Prime Minister, Mia Mottley, flanked by government ministers, as well as senior health officials, told a news conference that as on the previous occasions, none of the new cases originated on the island, including a passenger on a cruise ship.
Mottley said that the first of the new cases was the spouse of a visiting female, who was one of the first two people to be tested and found positive, two days ago.
“The gentleman, I am told, never left her side and was in isolation with her, even when she went into isolation, as soon as the testing was done. It is, therefore, no surprise to the medical officials that he has tested positive,” the Prime Minister observed.
She said that the second new case is that of a 60-year-old Barbadian, who arrived, here, from the United States, on the weekend, and “who developed symptoms, soon after arriving in Barbados”.
“We have been monitoring him for a few days, and he also has tested positive,” she said, noting that the third individual was a passenger on a cruise line, who had never visited the island, and the testing was done at the request of the un-named cruise line.
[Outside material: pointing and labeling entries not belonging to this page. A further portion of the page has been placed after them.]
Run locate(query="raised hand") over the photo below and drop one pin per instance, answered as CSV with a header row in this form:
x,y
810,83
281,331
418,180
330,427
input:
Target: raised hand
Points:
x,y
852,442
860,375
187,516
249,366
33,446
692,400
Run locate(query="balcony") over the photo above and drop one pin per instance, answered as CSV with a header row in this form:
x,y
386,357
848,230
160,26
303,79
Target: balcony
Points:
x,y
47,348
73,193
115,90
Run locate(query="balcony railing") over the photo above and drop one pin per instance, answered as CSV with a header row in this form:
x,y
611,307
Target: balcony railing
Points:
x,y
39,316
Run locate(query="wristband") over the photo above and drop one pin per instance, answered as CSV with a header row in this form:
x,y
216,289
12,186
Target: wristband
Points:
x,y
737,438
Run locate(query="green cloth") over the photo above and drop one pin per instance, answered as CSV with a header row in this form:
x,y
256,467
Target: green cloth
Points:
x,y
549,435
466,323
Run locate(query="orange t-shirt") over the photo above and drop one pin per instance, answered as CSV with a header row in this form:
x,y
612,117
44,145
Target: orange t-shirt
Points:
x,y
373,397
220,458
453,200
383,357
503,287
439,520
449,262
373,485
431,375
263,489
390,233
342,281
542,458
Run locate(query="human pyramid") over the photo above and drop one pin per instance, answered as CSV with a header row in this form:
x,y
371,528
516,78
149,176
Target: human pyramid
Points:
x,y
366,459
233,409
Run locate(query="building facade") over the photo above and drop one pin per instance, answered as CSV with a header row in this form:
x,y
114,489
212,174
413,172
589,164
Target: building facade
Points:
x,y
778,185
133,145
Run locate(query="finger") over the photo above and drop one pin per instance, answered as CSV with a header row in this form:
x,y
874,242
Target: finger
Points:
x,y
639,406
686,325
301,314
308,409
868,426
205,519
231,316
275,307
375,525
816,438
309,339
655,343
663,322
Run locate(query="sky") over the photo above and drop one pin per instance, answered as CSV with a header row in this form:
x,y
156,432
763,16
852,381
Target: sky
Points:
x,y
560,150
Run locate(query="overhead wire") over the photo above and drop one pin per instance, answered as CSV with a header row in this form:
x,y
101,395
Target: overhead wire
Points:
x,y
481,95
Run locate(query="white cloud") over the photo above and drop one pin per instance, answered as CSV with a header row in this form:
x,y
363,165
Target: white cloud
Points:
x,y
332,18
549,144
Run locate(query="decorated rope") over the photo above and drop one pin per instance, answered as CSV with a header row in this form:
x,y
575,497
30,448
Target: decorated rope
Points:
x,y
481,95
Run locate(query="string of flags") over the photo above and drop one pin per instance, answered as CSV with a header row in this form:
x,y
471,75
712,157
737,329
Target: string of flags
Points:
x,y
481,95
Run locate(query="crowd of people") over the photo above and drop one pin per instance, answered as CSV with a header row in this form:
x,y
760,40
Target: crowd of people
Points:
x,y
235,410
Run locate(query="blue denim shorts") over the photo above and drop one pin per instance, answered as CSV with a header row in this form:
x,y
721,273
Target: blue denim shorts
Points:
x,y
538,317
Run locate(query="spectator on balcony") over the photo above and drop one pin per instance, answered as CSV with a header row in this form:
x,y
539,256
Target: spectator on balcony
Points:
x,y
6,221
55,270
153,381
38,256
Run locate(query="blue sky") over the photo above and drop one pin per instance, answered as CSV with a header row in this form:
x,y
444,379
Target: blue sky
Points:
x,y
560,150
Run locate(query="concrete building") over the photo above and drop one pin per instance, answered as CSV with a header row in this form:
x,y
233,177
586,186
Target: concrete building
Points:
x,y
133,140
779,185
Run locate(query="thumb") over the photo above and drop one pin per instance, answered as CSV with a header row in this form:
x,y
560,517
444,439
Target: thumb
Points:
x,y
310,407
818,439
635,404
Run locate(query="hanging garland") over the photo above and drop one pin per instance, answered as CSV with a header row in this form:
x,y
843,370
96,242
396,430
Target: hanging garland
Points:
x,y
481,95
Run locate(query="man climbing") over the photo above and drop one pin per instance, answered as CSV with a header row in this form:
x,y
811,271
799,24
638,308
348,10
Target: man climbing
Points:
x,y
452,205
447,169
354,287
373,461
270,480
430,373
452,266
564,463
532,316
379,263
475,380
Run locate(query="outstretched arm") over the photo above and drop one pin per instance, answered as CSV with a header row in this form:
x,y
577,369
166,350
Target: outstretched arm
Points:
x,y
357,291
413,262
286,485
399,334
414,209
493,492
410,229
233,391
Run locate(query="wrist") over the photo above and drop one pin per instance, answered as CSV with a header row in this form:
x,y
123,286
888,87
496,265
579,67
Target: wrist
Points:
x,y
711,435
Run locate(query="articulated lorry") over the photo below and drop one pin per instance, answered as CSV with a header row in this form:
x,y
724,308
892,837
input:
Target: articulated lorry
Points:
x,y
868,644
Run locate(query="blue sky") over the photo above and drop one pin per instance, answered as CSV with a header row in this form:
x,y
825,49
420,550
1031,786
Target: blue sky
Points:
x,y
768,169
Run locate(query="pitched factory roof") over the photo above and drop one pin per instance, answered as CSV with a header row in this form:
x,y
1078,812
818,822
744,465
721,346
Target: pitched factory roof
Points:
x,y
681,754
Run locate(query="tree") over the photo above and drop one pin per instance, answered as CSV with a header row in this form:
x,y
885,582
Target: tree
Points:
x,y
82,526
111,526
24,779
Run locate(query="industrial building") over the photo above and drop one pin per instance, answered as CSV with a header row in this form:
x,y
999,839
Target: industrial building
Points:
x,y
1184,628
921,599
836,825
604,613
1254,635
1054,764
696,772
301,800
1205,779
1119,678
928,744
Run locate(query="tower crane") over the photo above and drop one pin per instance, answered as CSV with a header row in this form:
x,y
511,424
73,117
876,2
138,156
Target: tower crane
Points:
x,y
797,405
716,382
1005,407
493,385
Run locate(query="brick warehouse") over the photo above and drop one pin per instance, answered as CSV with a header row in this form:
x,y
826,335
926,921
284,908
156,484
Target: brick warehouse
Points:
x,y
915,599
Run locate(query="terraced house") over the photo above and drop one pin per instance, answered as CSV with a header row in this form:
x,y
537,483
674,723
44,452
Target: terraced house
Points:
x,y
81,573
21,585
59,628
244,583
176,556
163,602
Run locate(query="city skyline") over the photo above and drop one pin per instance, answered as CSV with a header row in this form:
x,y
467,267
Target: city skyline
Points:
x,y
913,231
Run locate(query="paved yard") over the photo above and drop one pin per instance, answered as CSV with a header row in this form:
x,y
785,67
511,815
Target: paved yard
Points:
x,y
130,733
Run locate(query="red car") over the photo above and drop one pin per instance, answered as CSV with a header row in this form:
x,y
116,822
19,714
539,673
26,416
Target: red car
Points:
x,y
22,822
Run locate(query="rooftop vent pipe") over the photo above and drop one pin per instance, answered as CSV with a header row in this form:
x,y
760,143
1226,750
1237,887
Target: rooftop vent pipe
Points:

She said, with respect to the first two new cases, “there is a significant amount of contact-tracing that is still being done…and it is too early for the medical officials to advise us as to the results”.
“With respect to the cruise ship, this morning I gave instructions that there should be no shore leave…and I also gave instructions that we will continue to facilitate the persons, who are disembarking the ships, to go to the Grantley Adams International Airport only, in order to be able to take their flights out.”
Mottley said the last flight out, will be on Sunday, and that the crew will not be allowed to go ashore.
“We have an obligation to these ships. These ships call Barbados home and that there is a legal and contractual and moral and ethical and humanitarian obligation that we have. I will say to you, that we did receive a request, last week, with respect to being able to test four or five or six cases on board one ship, and we refused.”
Mottley said her administration had also taken the decision “that any persons, arriving from the USA, from the United Kingdom or Europe, will have to quarantine, or self-quarantine if they are Barbadian, for 14 days, going forward”.
She said discussions were held, earlier yeterday, with US-based airlines, including JetBlue, American Airlines “and in both instances, we indicated…this quarantine and self-quarantine will be for all persons arriving, from Sunday, March 22.
“That is to allow people to plan out their business, as you know, you can’t announce, now for now, because you are dealing with the movement of people to and from, Barbadians coming home, as well as persons, who are already on island who are choosing to leave the country.”
Mottley said the authorities already anticipate a “continued reduction in services”, with American Airlines already indicating that it will cut its services, from next week until May 7 .
“We anticipate there will be a significant reduction in services. We were already advised, with respect to Canada,” she said, adding “so that the bottom line is, we do not anticipate that there will be significant numbers at the airport”.
“Why we are not closing it completely, because at the end of the day, this country still needs to be able to have access to the international world, whether it is for emergency supplies, medical, emergency parts …but we anticipate that the level of flights, coming in and out of Grantley Adams International Airport, will be significantly reduced, going forward.”
She said she met with representatives of the private sector, on Wednesday, as well as the trade union movement, “and I am happy to report, for the most part, we understand the difficulties”.
“Their view, overwhelmingly, was that we should not shut our borders fully,” she added.
Mottley said she will soon inform the nation about the economic impact of the virus on the island.